Prodigy raises $5.4M to unify the in-store and online car-buying experience

If you’ve ever tried to buy a car, there’s a good chance that a lot of your research has shifted online as it’s become easier and easier to figure out exactly the kind of car you want — and less of it is about going to a dealership.

At least, that’s what Michia Rohrssen is baking on. He and his co-founders started Prodigy, a company based on extending that same kind of experience you have researching cars online to the actual dealership itself. Instead of walking into a dealership knowing exactly what you want, Prodigy aims to make that part of the experience as well by creating a service that customers use online and salespeople use on-site to help a buyer discover the right car for them. So, for example, customers might want to come in and try a few things out, and then go home and continue to research. Prodigy today said it has raised $5.4 million in a seed round led by 8VC, Battery Ventures, SV Angel and CrunchFund.

“Car buying habits are changing — you have customers visiting 1.6 dealerships down from 6 dealerships,” Rohrssen said. “Those customers are doing an average of 18 hours to 20 hours of research before going in. When they get there they’ve done so much research chances are they know more than the salesperson does. The consumer has changed significantly over the last 5-10 years, yet the dealership hasn’t changed much. Our mission from day one was, we want to build software that equips dealers with the tech they need to handle these customer changes and deliver.”

Like so many other startups, getting here was more of a discovery process for Prodigy, which started off as just focusing online. Rohrssen said this serviced a niche-within-a-niche part of the sales component for dealerships, but they found that a few were running it on iPads internally and kind of bending the service to work toward the way it does now. So they went back to the drawing board with that information and ended up with the result here.

The other goal was to unify the whole sales process into a single unit, while dealerships are used to jumping from six to eight different services. To test that, dealerships brought in fresh salespeople — who weren’t accustomed to the traditional process — and equipped them with iPads to see if it worked.
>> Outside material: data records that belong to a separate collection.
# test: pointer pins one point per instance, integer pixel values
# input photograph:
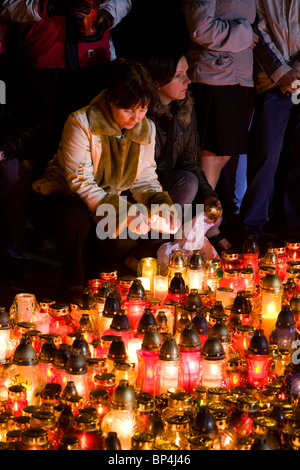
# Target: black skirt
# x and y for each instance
(223, 118)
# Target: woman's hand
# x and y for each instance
(138, 223)
(255, 39)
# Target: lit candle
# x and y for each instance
(271, 294)
(168, 371)
(134, 344)
(146, 283)
(160, 284)
(148, 268)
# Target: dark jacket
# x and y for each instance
(184, 146)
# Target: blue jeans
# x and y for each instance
(275, 117)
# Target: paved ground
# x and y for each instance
(40, 272)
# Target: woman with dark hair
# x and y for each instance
(106, 148)
(177, 149)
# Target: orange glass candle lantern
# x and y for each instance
(121, 417)
(135, 304)
(116, 352)
(211, 276)
(242, 338)
(189, 347)
(282, 261)
(99, 400)
(168, 368)
(134, 345)
(233, 279)
(46, 357)
(146, 320)
(258, 360)
(147, 358)
(120, 326)
(235, 373)
(160, 287)
(34, 439)
(76, 370)
(246, 410)
(177, 263)
(285, 330)
(293, 250)
(86, 428)
(230, 260)
(195, 270)
(106, 381)
(112, 305)
(212, 370)
(61, 322)
(61, 356)
(16, 399)
(177, 291)
(200, 323)
(148, 268)
(295, 307)
(7, 342)
(251, 253)
(110, 277)
(95, 366)
(271, 297)
(26, 371)
(241, 308)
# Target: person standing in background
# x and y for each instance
(275, 129)
(220, 60)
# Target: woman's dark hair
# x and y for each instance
(130, 85)
(161, 62)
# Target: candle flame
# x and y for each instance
(258, 369)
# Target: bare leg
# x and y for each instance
(212, 166)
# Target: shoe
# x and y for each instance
(219, 242)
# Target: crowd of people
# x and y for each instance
(209, 118)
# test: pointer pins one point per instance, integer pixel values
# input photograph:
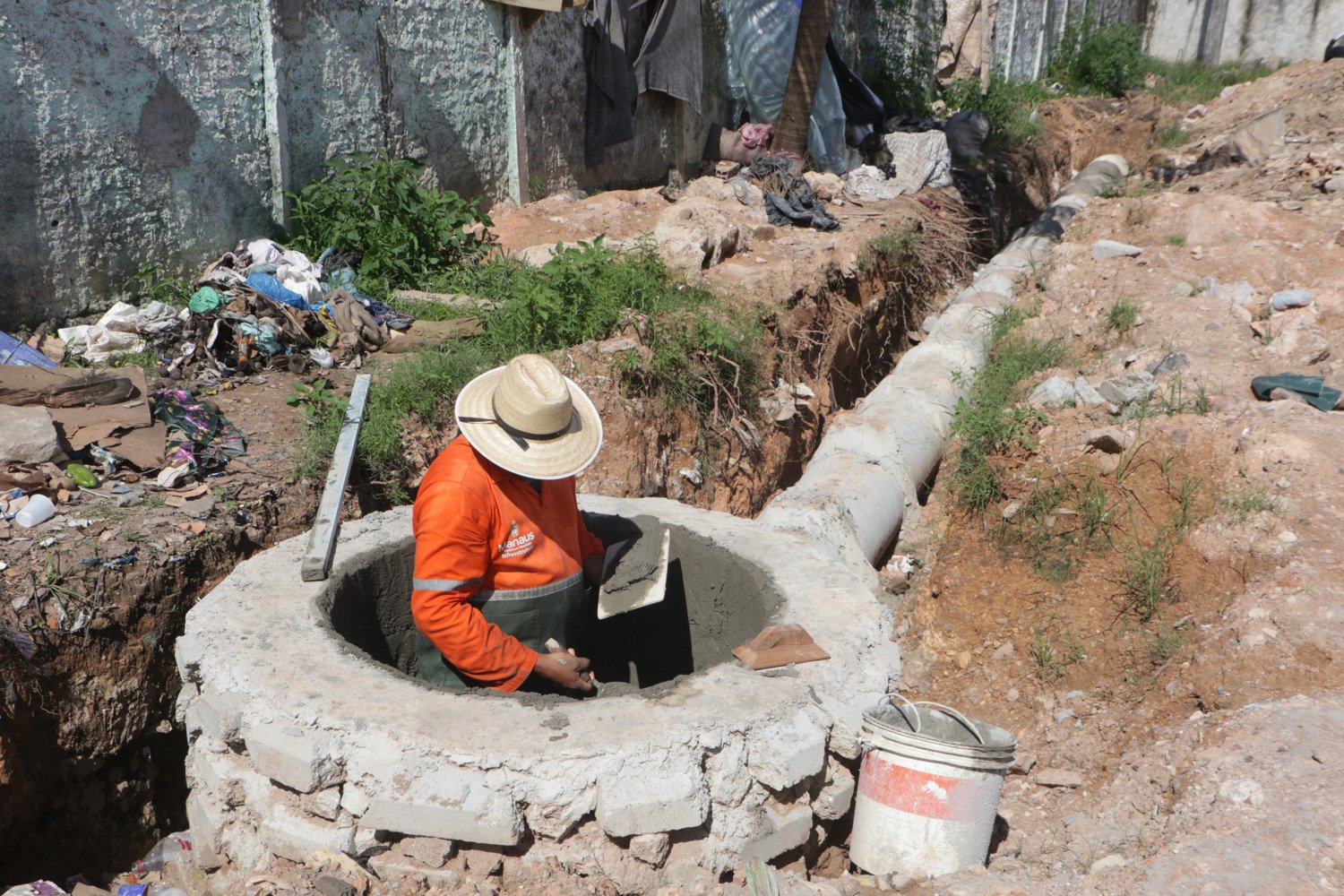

So far the results have at least piqued the interest of a handful of dealerships, Rohrssen said,

“It’s worse now because [the customer] spent time doing an online purchase but nothing is synchronized,” he said. “The car isn’t ready. What we found is that if you want to help dealers evolve and succeed in retail you have to support in-store and online. Salespeople can do an entire deal from start to finish on those iPads. The customer can also do that online with our online sales platform. The two are totally linked. That’s a big advantage — you can start online and finish in store.”

With such an in-depth and complex experience, Prodigy may eventually hit a scaling issue. The team has to go in and deploy the tools themselves, as well as educate salespeople and dealerships on how to use it, Rohrssen said. And because it seems like low-hanging fruit, there’s always the constant challenge of fending off potential competitors. But as car-buyers looks to shift most of their behavior online, figuring out the best way to reconcile that in-store experience to line up with new car-buying habits is a sweet spot that dealerships have been trying to solve for a while — and like many industries, the dealership industry is a pretty tight one for personnel, he said, which means the firm has an opportunity to tap into that word-of-mouth.

Of course, all this would be moot if the whole in-person dealership experience is going to be dead in a few years. That’s the promise of some companies like Shift, where you can do all your research online and then just buy the car through that platform. But at the same time, a big startup like Beepi shut down, and there seems to be an opportunity to capitalize on keeping that in-person experience with an expert alive and making it more efficient, Rohrssen said.

“It’s probably the same as most software-as-a-service companies in that there’s always gonna be competitors and always people announcing the funding and big names,” Rohrssen said. “There’s gonna be competitors that come out of the woodwork, and I think ultimately with those software-as-a-service businesses, what determines success is customer happiness and emphasizing happy customers and reference customers. That’s one of the unique things about the dealer industry, although it’s rather fragmented everyone knows each other.”